The most significant government-related contingencies exist in Brazil. With regard to the Brazilian matters, the Company believes it has valid defenses for the underlying positions under dispute; however, in order to pursue these defenses, the Company is required to, and has provided, bank guarantees and pledged assets in the aggregate amount of $21.5 million. The Brazilian matters take an extended period of time to proceed through the judicial process and there are a limited number of rulings to date.
Pending Transaction with Nutrition & Biosciences, Inc.
The Merger Agreement governing the DuPont N&B Transaction, subjects IFF to various contingent payments to the extent that the transaction is not consummated.

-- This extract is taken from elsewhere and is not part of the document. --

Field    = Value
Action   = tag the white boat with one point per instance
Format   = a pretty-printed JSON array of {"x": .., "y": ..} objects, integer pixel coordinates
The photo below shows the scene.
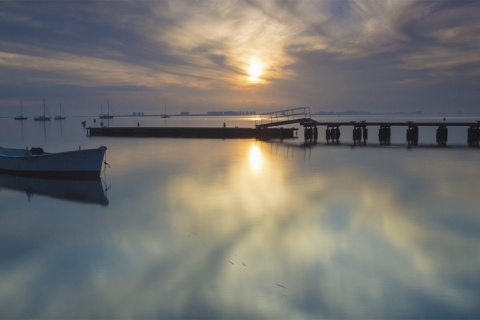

Specifically, the Merger Agreement provides DuPont the right to receive a termination fee of $521.5 million, in certain circumstances, including if the agreement is terminated due to the IFF Board changing its recommendation and to reimburse DuPont’s transaction-related expenses in an amount up to $75 million if the Merger Agreement is terminated because IFF’s shareholders do not approve the issuance of IFF Common Stock in connection with the transaction.
Brazil Tax Credits
In early January 2020, the Company was informed of a favorable ruling from the Brazilian tax authorities confirming that the Company was entitled to recover the overpayments of certain indirect taxes (known as PIS/COFINS) for the period from November 2011 to December 2018, plus interest on the amount of the overpayments. The overpayments arose from the inclusion of a value added tax known as ICMS in the calculation of the PIS/COFINS tax. The ruling did not, however, settle the question of whether the Company is eligible to recover overpayments based on the gross or the net amount of ICMS amounts paid on PIS/COFINS. The Company calculated the amount of overpayments using the gross method which yields a higher amount than the application of the net method. A final ruling on the gross versus net amount issued is still pending.
In addition to the $8.0 million recognized in the fourth quarter of 2019, during the first quarter of 2020 the Company recognized $3.5 million as an additional recovery on the existing claim. During the first quarter of 2020, the Company also recognized $2.2 million related to a claim from another of its subsidiaries in Brazil. The income is recognized as a reduction in Selling and administrative expenses.
Other
The Company determines estimates of reasonably possible losses or ranges of reasonably possible losses in excess of related accrued liabilities, if any, when it has determined that either a loss is reasonably possible or a loss in excess of accrued amounts is reasonably possible and the amount of losses or range of losses is determinable. For all third party contingencies (including labor, contract, technology, tax, product-related claims and business litigation), the Company currently estimates that the aggregate range of reasonably possible losses in excess of any accrued liabilities is $0 to approximately $10 million. The estimates included in this amount are based on the Company’s analysis of currently available information and, as new information is obtained, these estimates may change. Due to the inherent subjectivity of the assessments and the unpredictability of outcomes of legal proceedings, any amounts accrued or included in this aggregate amount may not represent the ultimate loss to the Company from the matters in question. Thus, the Company’s exposure and ultimate losses may be higher or lower, and possibly significantly so, than the amounts accrued or the range disclosed above.